Re: [WP34S] Bug in Inverse CDF for Fdistribution Message #8 Posted by Dieter on 15 Apr 2012, 9:53 a.m., in response to message #7 by Paul Dale
Pauli,
I am not sure how the F quantile function finally was implemented, and for this distribution I only found some tests for an initial guess. However, my results are different. Please note that the probability here is given by q = 1p instead of p. This is also important because the F guess may include the guess for the normal quantile which has to carry the correct sign here!
Here are my results:
q = 0.05, n1 = 5, n2 = 10 => f_guess = 3.30
q = 0.95, n1 = 10, n2 = 5 => f_guess = 0.30 (= 1/3.30)

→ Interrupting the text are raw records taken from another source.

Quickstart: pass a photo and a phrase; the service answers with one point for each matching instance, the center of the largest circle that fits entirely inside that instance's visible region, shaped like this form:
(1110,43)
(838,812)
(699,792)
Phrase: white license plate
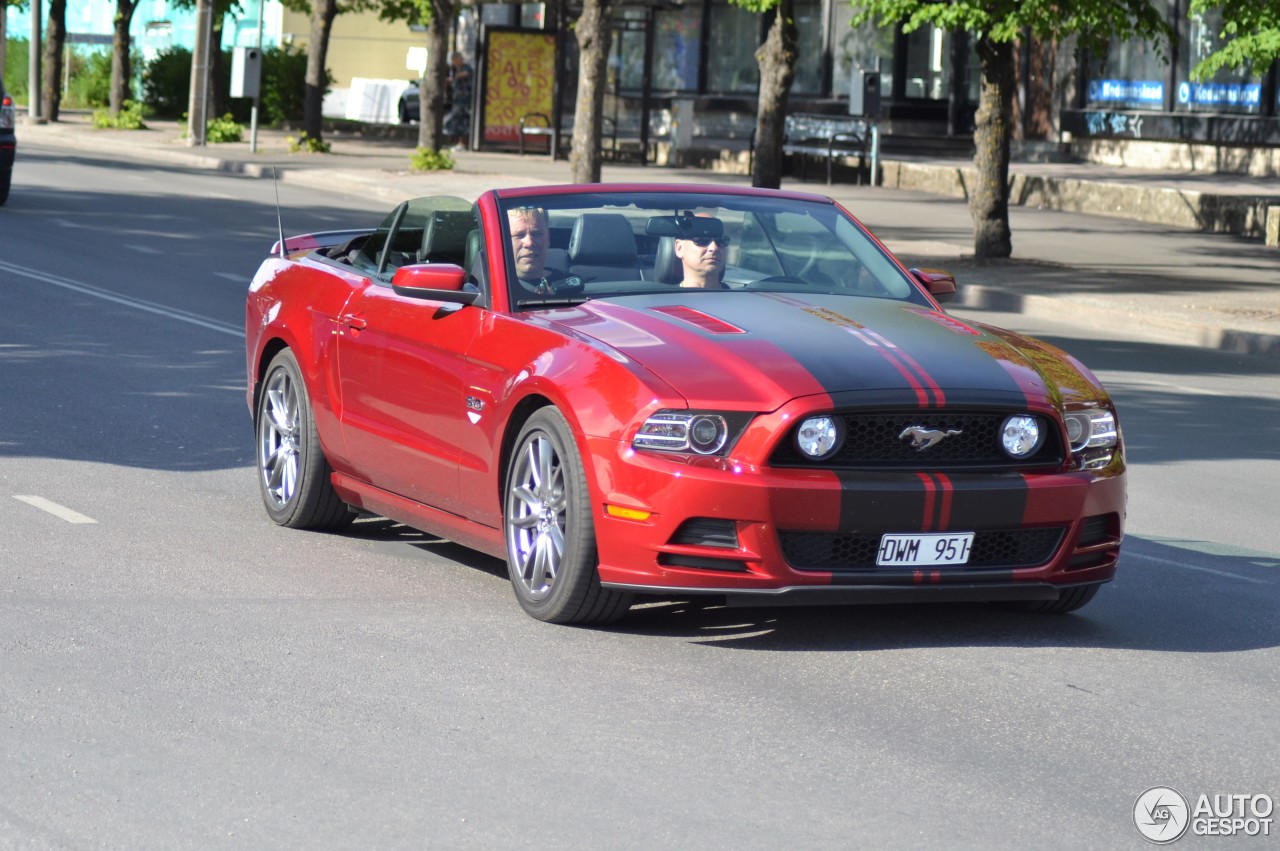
(924,550)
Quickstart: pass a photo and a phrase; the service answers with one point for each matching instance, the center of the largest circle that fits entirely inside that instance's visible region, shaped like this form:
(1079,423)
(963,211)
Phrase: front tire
(293,475)
(549,530)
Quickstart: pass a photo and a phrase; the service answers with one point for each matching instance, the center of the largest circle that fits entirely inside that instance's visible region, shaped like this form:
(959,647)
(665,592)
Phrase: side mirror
(434,282)
(937,283)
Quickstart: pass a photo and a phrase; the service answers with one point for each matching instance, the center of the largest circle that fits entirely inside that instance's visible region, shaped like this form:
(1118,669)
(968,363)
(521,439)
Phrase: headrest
(444,237)
(667,268)
(603,238)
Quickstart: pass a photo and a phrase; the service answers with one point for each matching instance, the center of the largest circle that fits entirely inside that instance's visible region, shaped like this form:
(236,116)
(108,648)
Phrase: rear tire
(551,535)
(293,475)
(1069,600)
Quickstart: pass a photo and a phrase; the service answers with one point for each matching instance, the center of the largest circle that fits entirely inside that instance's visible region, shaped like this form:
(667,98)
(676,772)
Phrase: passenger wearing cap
(703,255)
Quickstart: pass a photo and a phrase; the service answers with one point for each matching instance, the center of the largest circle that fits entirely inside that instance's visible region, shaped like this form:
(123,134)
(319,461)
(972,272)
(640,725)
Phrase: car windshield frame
(773,242)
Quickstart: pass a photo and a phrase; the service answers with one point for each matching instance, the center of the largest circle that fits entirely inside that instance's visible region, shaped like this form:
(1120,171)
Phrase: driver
(530,237)
(703,259)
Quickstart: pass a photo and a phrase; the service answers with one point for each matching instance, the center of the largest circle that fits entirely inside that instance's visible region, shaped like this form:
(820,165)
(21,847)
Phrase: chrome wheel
(292,471)
(279,439)
(551,534)
(535,530)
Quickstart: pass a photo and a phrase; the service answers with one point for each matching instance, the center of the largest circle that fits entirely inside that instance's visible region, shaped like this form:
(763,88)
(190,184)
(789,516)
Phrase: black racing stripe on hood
(891,343)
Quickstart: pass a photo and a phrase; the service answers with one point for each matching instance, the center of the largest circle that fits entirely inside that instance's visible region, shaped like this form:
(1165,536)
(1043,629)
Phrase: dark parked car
(8,142)
(408,106)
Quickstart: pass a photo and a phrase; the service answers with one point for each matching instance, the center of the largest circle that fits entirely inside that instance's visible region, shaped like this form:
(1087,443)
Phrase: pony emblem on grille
(924,438)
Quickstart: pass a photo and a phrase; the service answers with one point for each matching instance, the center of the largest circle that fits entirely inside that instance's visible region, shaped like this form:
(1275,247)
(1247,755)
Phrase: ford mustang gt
(630,390)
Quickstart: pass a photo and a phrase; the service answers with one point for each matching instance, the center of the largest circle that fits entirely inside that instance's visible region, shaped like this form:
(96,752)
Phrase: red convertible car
(676,390)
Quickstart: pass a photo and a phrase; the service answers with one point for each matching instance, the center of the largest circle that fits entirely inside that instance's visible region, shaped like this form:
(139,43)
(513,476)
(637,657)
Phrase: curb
(1174,332)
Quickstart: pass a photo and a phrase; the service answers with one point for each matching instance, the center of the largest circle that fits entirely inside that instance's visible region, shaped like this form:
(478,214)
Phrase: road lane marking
(127,301)
(1170,562)
(62,512)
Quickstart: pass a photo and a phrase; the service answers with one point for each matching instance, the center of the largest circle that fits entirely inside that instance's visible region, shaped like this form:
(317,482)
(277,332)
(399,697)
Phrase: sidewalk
(1115,273)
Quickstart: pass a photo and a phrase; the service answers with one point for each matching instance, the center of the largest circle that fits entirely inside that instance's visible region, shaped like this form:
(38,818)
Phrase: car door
(401,371)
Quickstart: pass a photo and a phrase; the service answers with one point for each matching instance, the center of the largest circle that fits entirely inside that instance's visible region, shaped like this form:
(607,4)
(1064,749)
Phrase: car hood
(759,349)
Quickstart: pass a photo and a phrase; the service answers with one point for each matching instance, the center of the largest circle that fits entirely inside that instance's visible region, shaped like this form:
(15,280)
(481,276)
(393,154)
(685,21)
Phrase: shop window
(928,63)
(1229,90)
(677,47)
(1132,76)
(808,72)
(863,47)
(626,51)
(731,67)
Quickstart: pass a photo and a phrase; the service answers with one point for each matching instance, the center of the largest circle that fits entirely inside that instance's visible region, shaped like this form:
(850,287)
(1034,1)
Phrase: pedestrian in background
(457,122)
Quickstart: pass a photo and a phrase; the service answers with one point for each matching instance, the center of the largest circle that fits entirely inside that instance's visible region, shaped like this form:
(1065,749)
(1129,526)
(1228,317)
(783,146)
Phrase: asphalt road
(176,672)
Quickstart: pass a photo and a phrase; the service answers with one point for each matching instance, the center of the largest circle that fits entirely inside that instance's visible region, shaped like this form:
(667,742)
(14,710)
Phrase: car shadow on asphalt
(1179,596)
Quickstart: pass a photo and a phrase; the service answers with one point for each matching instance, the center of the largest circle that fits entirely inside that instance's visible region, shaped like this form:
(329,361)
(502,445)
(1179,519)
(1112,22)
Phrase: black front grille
(972,440)
(856,550)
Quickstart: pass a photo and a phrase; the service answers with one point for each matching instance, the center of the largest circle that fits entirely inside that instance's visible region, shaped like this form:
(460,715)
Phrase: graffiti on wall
(1114,124)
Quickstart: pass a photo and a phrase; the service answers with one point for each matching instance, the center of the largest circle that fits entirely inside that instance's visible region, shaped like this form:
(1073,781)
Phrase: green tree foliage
(995,26)
(1252,33)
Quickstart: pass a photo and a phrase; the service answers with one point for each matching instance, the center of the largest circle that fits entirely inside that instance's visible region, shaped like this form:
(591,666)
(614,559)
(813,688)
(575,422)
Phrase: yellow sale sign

That's quite close to the exact value, isn't it ?)
Regarding the divergent Newton steps: you may want to check if the CDF returns results with sufficient accuracy. Then, I remember we had a discussion on a similar problem with another distribution. The simple and effective solution was limiting the correction to a maximum possible amount. Which here could be the correction applied in the previous iteration.
Addendum: I wrote a short program for the 34s emulator and tried the given example (0.05; 10; 5) with the initial guess based on the wrong probability 1p (iteration starts at 4,7 or 3,3 instead of 0.2 or 0.3). The program threw exactly the same domain error as it tried to evaluate the PDF for a large negative x. ;)
Then I tried the example with the correct initial guess 0.30 and the iteration converged to 34 digits (DBLON) within 5 or 6 Newton steps. :)
Maybe we tracked down the error. If we did, the whole F quantile should even get evaluated faster than before. Pauli, please check how the current implementation works if you replace 0.95 by 0.05 and vice versa and/or n1 and n2 are swapped. Also the guess for the normal quantile has to carry the correct sign.
Dieter
Edited: 15 Apr 2012, 12:26 p.m.